Saturday, January 29, 2011

Missing the Mark?

Chapter 5 focuses on Mary and Martha. He states that "One who apparently 'got' this lesson was the apostle Paul." (Page 68)

Yes he did. He got that Jesus was everything. No matter what the circumstance, Paul handled it in such an amazing way. Paul walked with God. His life's goal was to know Jesus more. For Paul, I don't think it was a matter of reading "X" number of verses or chapters, but a living and breathing day-to-day relation with Christ. Paul had spent years in the Scriptures but until he had a run in with Christ on the road to Damascus, it did not mean much. But once he met Jesus, he was changed forever. Mary sat at Jesus' feet while Martha got busy with the tasks that "had to be done," but didn't really. Was Jesus going to put on a white glove and look for dust over the doorway? I think that one of the greatest illustrations of modern Christian thought is found right there, that before we come to Jesus, everything in our life has to be squeaky clean. Mary knew different. She got it right. Personal devotions, church attendance, tithing, prayer, forgiveness for others, and the list goes on. Without a love for God it is meaningless, merely a clangning gong or noisy cymbol. "There is no greater thing than to listen to the sound of you voice." (Sound of Your Voice, Third Day - just happen to be listening to it now...powerful!)

Which leads me into a second thought from this chapter. "A basic logical theorem says that if your starting premise is incorrect, then every subsequent conclusion will have a high percentage of also being incorrect." He later says, "In the Christian life, the Bible is your basic premise." But what if, just like the Pharisees and teachers of the law, you approach the Bible with a flawed premise? It is my humble opinion that many in America have done just that, we have made it all about us, what God does for us, how wonderful we are, what we can bring to God, etc. Romans 12:3 warns us not to "think of (ourselves) more highly than (we) ought to think, but to think with sober judgment." But how often do we blow by the real meaning of such verses because of the discomfort we find there?

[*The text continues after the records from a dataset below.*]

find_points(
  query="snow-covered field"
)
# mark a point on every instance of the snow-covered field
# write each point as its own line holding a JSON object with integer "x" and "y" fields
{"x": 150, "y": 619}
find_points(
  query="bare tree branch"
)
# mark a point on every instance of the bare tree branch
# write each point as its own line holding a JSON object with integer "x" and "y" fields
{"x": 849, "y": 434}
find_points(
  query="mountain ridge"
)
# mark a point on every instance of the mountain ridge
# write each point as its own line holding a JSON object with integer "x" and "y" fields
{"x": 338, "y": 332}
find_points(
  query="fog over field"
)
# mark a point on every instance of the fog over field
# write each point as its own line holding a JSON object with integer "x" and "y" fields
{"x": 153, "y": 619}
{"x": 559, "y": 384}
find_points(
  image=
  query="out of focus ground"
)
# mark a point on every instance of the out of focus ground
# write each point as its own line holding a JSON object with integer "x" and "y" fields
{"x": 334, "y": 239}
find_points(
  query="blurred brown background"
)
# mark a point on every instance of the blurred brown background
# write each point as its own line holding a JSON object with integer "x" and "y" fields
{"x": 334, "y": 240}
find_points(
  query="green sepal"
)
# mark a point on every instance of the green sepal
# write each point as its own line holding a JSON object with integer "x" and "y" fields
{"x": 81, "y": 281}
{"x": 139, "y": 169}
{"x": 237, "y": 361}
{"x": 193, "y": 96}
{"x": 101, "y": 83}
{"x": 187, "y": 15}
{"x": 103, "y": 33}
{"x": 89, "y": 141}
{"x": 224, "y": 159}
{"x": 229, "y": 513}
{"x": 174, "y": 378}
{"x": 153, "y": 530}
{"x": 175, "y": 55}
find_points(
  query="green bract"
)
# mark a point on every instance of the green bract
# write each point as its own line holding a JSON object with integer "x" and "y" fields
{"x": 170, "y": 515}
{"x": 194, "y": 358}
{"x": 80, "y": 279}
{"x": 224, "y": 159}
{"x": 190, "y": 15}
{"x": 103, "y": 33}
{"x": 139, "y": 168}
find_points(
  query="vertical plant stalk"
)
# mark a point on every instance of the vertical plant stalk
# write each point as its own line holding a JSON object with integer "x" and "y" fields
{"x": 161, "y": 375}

He wraps up the chapter by saying that "the Bible is not a safe book." Agreed. If we look at it from the worlds point of view, following Jesus is not a safe thing at all, but we certainly don't preach that. Come and join our church, we all love each other here, and there are no problems here. This is the greatest, safest place on earth, with some of the most wonderful people on earth. But is that what Jesus called people to, safety and comfort? Is that the example that He gave? Is that what it means to pick up our cross? Remember, "if your starting premise is incorrect, then every subsequent conclusion will have a high percentage of also being incorrect."